Seems like we (the folks on this thread) are going around and around in a circle.

When you say "Amazon did entirely the correct thing in doing everything in their ability..." There is a difference, I think, between doing what may be "perceived" as the "correct" thing and doing the "legal" thing.

There is a distinct difference between digital "property" and "physical" property and had the "mistake" (for lack of better word) been that had been a physical item was sold/distributed illegally, it might be "correct" to try to retrieve all of the illegally distributed physical units. However, it would not be legal for them to come to your house and demand repossession.
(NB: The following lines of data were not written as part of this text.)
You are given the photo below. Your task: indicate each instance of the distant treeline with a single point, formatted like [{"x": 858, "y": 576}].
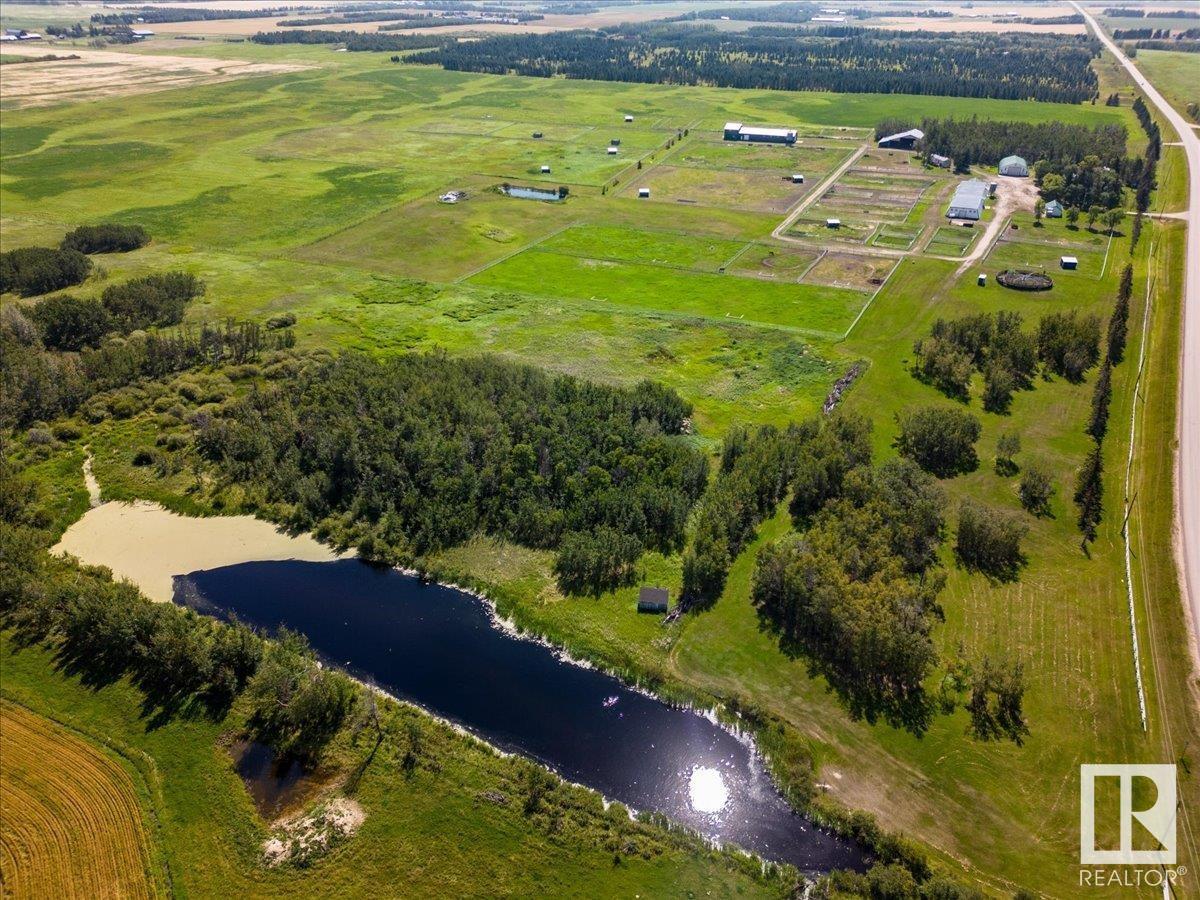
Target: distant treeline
[
  {"x": 1045, "y": 67},
  {"x": 354, "y": 41},
  {"x": 796, "y": 13},
  {"x": 1121, "y": 12},
  {"x": 1075, "y": 19},
  {"x": 987, "y": 141},
  {"x": 156, "y": 15},
  {"x": 419, "y": 453}
]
However, because technology and "digital property" is so much easier to "control" remotely, I suspect that it really doesn't matter what you or I or anyone else thinks because as a previous poster pointed out -- until Kindle (or computer owners in general) force the issue in the form of a class action lawsuit, the technology companies will continue to do whatever they please (I'm generalizing here because Microsoft will do basically the same sort of thing via their "Genuine Microsoft Advantage" spyware that you have to consent to in order to maintain any Windows platform -- so Amazon is, by no means, the only... or even WORST offender!)
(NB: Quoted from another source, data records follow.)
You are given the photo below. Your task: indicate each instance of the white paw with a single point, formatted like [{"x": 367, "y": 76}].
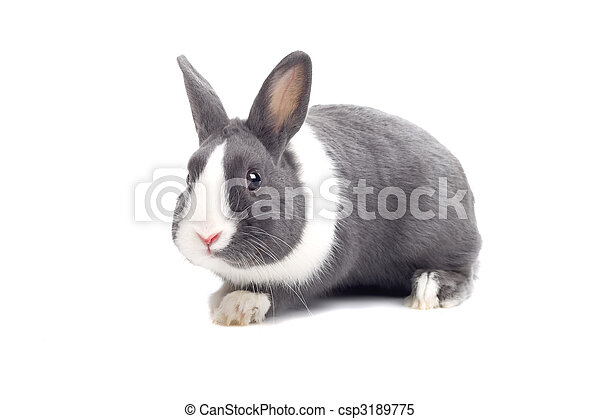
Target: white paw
[
  {"x": 242, "y": 308},
  {"x": 425, "y": 292}
]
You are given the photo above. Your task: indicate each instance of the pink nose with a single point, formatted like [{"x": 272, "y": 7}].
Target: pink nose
[{"x": 210, "y": 239}]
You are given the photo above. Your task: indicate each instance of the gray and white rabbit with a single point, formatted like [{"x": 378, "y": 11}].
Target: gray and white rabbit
[{"x": 274, "y": 253}]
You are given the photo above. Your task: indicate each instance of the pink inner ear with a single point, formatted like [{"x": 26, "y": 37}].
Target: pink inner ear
[{"x": 285, "y": 95}]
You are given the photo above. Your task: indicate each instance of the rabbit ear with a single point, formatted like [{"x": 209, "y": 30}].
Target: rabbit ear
[
  {"x": 207, "y": 109},
  {"x": 280, "y": 108}
]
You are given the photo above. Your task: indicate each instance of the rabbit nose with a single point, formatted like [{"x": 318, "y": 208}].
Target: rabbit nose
[{"x": 210, "y": 239}]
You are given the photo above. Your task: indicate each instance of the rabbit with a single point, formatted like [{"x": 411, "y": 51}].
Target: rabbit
[{"x": 331, "y": 238}]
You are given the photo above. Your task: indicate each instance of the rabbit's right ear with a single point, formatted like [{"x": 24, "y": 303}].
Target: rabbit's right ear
[{"x": 207, "y": 109}]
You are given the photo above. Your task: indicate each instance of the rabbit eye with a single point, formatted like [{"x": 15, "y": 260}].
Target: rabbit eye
[{"x": 253, "y": 180}]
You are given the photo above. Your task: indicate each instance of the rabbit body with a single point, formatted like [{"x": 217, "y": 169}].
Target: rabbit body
[{"x": 389, "y": 209}]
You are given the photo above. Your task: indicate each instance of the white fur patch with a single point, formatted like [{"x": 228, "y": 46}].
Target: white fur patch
[
  {"x": 318, "y": 237},
  {"x": 207, "y": 213},
  {"x": 425, "y": 292},
  {"x": 241, "y": 308}
]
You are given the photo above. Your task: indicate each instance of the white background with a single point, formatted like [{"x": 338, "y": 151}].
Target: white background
[{"x": 100, "y": 316}]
But back to the question of WWARD: from the all-knowing never-errant Wikipedia which is quoting the Internet Encyclopedia of Philosophy:

Quote:
Libertarians are committed to the belief that individuals, and not states or groups of any other kind, are both ontologically and normatively primary; that individuals have rights against certain kinds of forcible interference on the part of others; that liberty, understood as non-interference, is the only thing that can be legitimately demanded of others as a matter of legal or political right; that robust property rights and the economic liberty that follows from their consistent recognition are of central importance in respecting individual liberty; that social order is not at odds with but develops out of individual liberty; that the only proper use of coercion is defensive or to rectify an error;
So based on the purely libertarian view, Amazon was within their rights since they were trying rectify an error... Can't say I agree, maybe why I'm not a great libertarian.